John Kerry has had so many positions on U.S. troop levels in Iraq and so many nuances that just about everyone — from the very hawkish to the very dovish — has agreed with him at one time or another.
Early in the campaign, The Washington Post noted yesterday, Mr. Kerry said it was impossible to predict when U.S. soldiers would return home without talking to commanders in the field, and even suggested increasing the number of U.S. troops. But when Mr. Kerry’s primary campaign faltered under a withering assault from Howard Dean and the antiwar left, he changed his tune. During a Sept. 4, 2003, debate in New Mexico, for example, Mr. Kerry said: “We should not send more American troops. That would be the worst thing. We do not want more Americanization. We do not want a greater sense of American occupation.”

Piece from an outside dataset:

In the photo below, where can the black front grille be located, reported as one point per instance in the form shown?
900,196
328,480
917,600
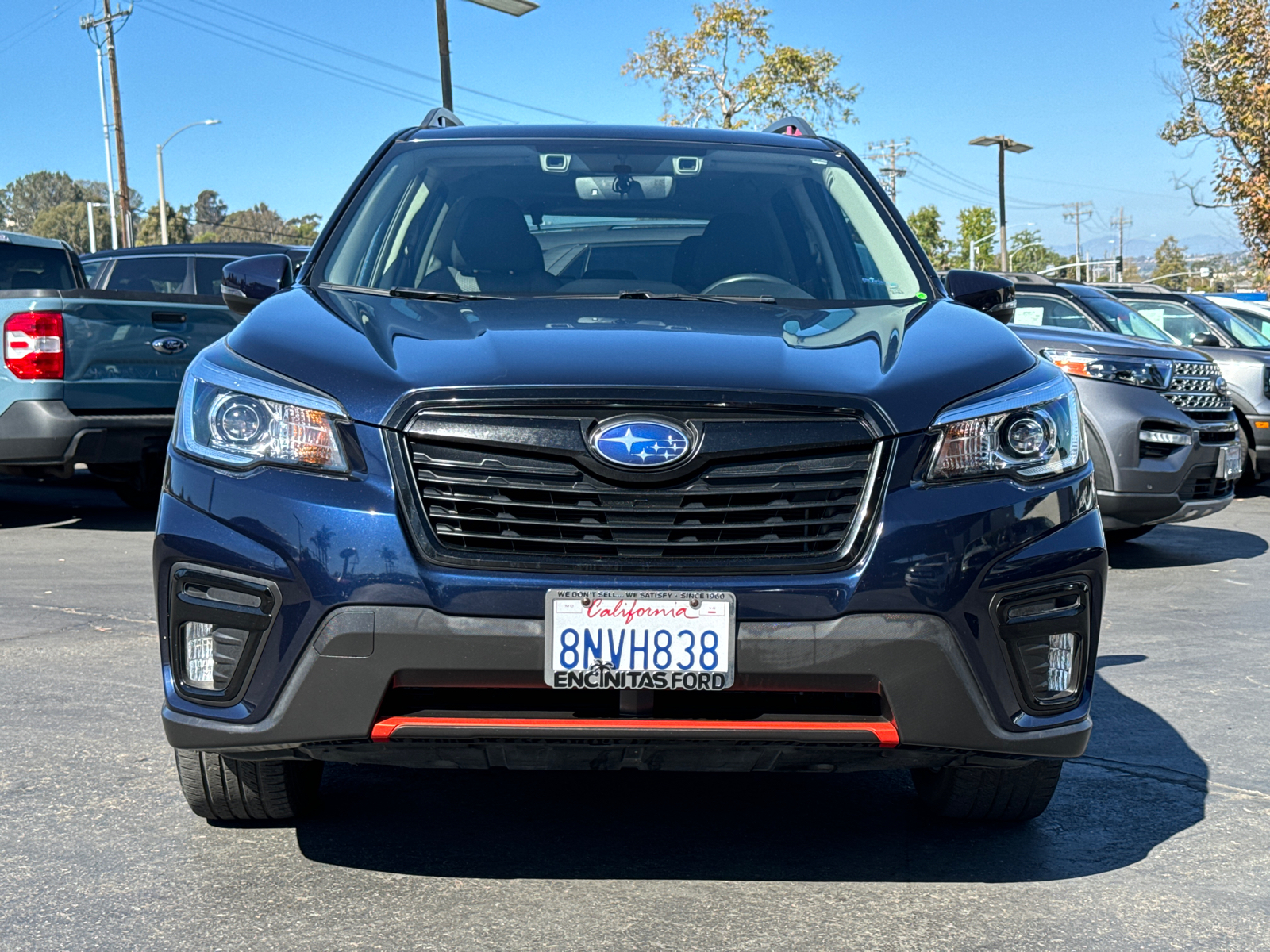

But in December, Kerry foreign policy adviser Rand Beers said the candidate “would not rule out the possibility” of sending additional troops to Iraq. In an April 18 “Meet the Press” appearance, Mr. Kerry stated that the United States “cannot fail”in Iraq, adding, “if it requires more troops in order to create the stability that eliminates the chaos, that can provide the groundwork for other countries, that’s what you have to do.” On May 28, Mr. Kerry called for increasing the size of the American military by 40,000, in order to relieve “over-extended” National Guard troops in Iraq and Afghanistan.
Last month, Mr. Kerry once again shifted. During a series of Aug. 1 TV interviews, Mr. Kerry promised to substantially reduce U.S. troop strength in Iraq by the end of his first term in the White House. “I will have significant, enormous reduction in the level of troops,” he said. One week later, Mr. Kerry said that he planned to begin withdrawing troops during his first six months in office, with a goal of bringing most of them home by the end of his first term. Then, three days ago, he said he could bring all of the troops home by the end of his term.
Perhaps there is some way that one can reconcile all of these formulations (along with the new rationalizations and nuances we are likely to hear from Mr. Kerry in the coming weeks). Sometimes Mr. Kerry sounds like he is motivated by a desire to pander to the Howard Dean wing of the Democratic Party; at other times, he sounds like he is trying to score points with people like Sen. Joe Lieberman and moderates who understand that it would be a disaster for the United States to cut and run in Iraq. When you add it all up, Mr. Kerry sounds like a man without any fixed beliefs who is embarrassing himself by trying to be all things to all people.